Because most philosophies that frown on reproduction don't survive.

Saturday, June 02, 2018

Remember Thou Art Dust

This week I attended a funeral of someone I wasn't personally acquainted with, and I found myself listening closely to the eulogy -- not simply to gain an understanding of the deceased, but with the strange realization that one day I myself may be called upon to deliver a eulogy. This is not a morbid speculation. I have parents and siblings, any of whom, God forbid, may predecease me, and what would I say if I needed to get up and speak about their lives? Who would I chose to eulogize Darwin? Who would eulogize me*?

In a sense, that last question doesn't matter. I'll be dead. It doesn't really matter what I plan; I'll have no real control over my funeral. I could pick readings or music, but always with the understanding that anyone might change them, because I'm not coming back from the grave to interfere. Doubtless my family will try to respect my wishes, but if the priest refuses to allow the Dies Irae to be chanted, it's not as if I can complain to the management.
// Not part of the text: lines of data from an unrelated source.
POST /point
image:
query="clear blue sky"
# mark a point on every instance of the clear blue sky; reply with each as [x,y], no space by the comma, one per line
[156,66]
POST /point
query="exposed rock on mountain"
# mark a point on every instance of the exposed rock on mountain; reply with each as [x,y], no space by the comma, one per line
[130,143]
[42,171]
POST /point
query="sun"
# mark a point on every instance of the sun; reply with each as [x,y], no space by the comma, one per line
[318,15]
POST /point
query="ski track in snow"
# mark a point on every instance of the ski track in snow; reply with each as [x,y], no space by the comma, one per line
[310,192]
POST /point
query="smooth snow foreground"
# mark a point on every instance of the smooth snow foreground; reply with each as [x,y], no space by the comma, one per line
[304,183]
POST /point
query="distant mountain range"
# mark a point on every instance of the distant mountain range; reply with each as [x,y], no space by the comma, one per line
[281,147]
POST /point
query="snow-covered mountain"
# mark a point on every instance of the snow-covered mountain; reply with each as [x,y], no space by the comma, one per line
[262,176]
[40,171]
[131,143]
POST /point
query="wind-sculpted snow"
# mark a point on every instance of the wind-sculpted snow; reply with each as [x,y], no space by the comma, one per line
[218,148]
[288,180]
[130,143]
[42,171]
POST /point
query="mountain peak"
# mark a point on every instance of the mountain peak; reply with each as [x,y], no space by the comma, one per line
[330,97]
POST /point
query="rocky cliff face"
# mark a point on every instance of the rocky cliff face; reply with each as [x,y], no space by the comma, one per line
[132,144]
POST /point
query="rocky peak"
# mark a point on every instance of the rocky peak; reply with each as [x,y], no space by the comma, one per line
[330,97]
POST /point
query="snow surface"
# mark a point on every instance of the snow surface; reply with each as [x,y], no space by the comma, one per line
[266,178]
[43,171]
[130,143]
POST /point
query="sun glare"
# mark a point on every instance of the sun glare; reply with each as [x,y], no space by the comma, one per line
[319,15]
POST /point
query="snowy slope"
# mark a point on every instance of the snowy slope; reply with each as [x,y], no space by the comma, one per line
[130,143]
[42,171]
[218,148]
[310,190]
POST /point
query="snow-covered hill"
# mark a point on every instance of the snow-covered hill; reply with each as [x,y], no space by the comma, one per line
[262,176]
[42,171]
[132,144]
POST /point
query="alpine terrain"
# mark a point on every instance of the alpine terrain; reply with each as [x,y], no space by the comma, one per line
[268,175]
No one controls what happens after they're dead. There is no guarantee that people will tell the truth about my life when I'm gone. Of course, there's no guarantee that people won't tell the truth, which is perhaps more sobering. My children may dish about how much time I spend in front of the mirror with tweezers. My husband may reveal how many days he came home to find me having frittered away the afternoon without starting dinner. Other people may have less amusing anecdotes about the times I let them down. After death, I won't be there to defend myself -- and neither will I care. I'll be facing the judgment of God, more perfect than the judgment of men.

We think about our legacy, how we'll be remembered. That's foolish -- we'll never know how we'll be remembered. We hope that it will be with love and grief, as with the touching eulogy I heard this week from a devoted son about his father's full and loving life. But it may be that after death family will finally be free to stop covering for a legacy of sin and failure. Maybe the stories will out, and the hidden deeds come to light. Nothing can be tucked away forever. "The light shines in the darkness, and the darkness has not overcome it" (John 1:5).

Make your life your eulogy. Go to Confession, and actually turn over a new leaf. "Be sober and vigilant" (1 Peter 5:8). None of us controls what happens after we die, but if we live in God's charity and truth, we live in the joy of heaven while still on earth. No eulogy can compare to that.

*Actually, I'd request that there not be a eulogy at my funeral -- not because I want to manage what people say about me, but because it's not liturgically appropriate. Thanks in advance, fam.

1 comment:

Jamie said...

I am way behind on blog-reading but I have to say, belatedly: if they play On Eagles' Wings at my funeral I am rising up out of the coffin to bellow "Make it stoooop!"